All behavioral problems are treatable. Some may take more time than others, but there are always ways to solve them. Puppies usually come open and fresh to new impressions. But this does not mean that they may not already acquire bad habits. If you are adopting a puppy from a shelter, something, for sure, have happened to him that shaped his personality. Anyway, a good start for a dog involves a positive treatment and socialization in a safe environment.


In shelters, the older dogs are often those that last to be adopted and first to be euthanized. Taking mongrel or mixed breed from a local shelter you are saving a dog from a critical situation that eventually could get even worse. A dog is not prospering at the shelter without family, so accepting an orphaned dog as a pet is a caring act that will teach your children kindness and responsibility for a pet.


The real benefit or concern of choosing a dog from a shelter comes into play when your family chooses the animal. Will the dog shedding much? If he had a difficult past, which will add behavior issues and anxiety of being abandoned again? One way to avoid these problems - to address to friends with questions in case someone of them know about the family who may be forced soon to get rid of their pet (due to allergies, moving or tight schedules) and is looking for a new home.
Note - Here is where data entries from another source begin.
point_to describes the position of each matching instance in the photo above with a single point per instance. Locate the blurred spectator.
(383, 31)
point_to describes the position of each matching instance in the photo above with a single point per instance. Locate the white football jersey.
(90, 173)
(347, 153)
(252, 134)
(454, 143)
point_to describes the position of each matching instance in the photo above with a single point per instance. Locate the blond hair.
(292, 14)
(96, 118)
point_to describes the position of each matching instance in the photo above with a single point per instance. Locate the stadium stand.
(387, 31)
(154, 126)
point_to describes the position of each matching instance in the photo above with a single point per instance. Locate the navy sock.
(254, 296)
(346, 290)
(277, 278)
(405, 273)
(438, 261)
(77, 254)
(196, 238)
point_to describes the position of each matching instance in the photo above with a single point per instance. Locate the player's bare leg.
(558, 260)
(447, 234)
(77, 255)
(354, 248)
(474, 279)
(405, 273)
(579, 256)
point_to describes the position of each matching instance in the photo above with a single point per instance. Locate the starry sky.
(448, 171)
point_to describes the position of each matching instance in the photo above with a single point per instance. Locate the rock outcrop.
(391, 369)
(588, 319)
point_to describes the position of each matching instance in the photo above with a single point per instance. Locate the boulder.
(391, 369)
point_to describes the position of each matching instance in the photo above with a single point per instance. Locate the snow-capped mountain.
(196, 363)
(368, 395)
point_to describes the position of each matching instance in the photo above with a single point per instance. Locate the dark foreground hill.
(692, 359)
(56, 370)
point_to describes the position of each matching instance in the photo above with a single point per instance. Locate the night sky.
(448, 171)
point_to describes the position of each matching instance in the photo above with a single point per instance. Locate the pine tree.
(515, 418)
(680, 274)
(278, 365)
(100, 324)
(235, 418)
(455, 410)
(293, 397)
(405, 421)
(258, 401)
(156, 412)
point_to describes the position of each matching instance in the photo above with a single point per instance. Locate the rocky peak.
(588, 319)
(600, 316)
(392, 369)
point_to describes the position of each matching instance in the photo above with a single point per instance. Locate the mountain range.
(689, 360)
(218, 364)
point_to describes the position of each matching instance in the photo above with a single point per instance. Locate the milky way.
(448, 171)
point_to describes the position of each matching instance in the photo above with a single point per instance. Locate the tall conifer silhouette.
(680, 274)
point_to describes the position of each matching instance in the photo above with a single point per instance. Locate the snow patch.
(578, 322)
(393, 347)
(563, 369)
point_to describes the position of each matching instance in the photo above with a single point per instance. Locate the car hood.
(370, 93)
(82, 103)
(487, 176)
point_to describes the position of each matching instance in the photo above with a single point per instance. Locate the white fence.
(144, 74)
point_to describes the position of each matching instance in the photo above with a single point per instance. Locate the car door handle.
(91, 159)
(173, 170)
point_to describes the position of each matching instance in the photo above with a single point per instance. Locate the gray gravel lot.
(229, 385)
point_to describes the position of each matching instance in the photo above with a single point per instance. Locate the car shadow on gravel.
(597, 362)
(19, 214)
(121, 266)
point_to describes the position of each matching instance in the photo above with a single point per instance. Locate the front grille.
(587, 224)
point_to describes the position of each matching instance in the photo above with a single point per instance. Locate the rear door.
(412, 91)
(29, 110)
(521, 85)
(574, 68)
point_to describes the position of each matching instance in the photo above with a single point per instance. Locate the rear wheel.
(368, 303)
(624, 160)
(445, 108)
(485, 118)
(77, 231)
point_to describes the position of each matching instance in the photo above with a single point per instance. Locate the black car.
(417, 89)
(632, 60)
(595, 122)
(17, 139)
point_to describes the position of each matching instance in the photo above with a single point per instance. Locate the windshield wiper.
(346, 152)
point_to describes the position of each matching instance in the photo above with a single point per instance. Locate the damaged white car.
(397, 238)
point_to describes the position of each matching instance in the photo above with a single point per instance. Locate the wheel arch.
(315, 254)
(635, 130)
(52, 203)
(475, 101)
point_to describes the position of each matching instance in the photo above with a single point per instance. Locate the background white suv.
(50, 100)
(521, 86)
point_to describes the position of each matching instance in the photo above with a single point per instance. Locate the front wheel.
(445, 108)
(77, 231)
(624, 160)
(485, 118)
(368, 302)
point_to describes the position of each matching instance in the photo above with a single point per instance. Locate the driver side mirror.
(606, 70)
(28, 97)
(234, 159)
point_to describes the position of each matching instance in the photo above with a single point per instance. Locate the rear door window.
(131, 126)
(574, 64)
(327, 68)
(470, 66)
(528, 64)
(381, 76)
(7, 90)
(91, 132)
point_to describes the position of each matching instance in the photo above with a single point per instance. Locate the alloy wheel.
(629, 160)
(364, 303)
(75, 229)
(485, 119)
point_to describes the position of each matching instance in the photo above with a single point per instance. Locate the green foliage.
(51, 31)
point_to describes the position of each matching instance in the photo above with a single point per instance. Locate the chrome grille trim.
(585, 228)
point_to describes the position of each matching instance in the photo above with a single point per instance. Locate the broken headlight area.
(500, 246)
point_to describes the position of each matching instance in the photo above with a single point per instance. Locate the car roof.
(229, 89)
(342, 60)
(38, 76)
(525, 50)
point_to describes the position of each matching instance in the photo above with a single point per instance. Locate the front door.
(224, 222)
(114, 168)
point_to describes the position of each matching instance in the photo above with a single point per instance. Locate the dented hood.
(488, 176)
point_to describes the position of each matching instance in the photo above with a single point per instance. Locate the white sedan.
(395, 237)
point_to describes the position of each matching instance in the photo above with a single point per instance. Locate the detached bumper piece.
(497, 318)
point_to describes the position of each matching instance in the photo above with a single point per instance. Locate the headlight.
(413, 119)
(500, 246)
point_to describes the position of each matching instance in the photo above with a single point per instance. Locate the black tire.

By doing so, you will save a dog from ever entering a shelter, and be able to learn about the personality and needs of the dog from his owner first hand.


If, however, you do not have any extensive contacts, and decide to select a dog from a shelter, the workers, who handle the dogs every day, can help you find the right one. They aware which of the dogs have the best personality, and which of them can be a wonderful pet for your children and your family activity level.


The advantage of mutts is that many hybrids do not suffer from hereditary diseases, which purebred dogs may be susceptible to.


There are pros and cons to dogs of all ages. Every mixed breed is a unique combination of genetics and experience, it requires an individual approach. Ultimately, your choice depends on how much time you have and what age you are most interested in.


Before you come to a breeder’s house to look at all the puppies, spend an hour or two at your local animal shelter, playing with older dogs that are looking for a home. Thus, you will see how wonderful dogs can be at any age, and you will make the decision that is right for you.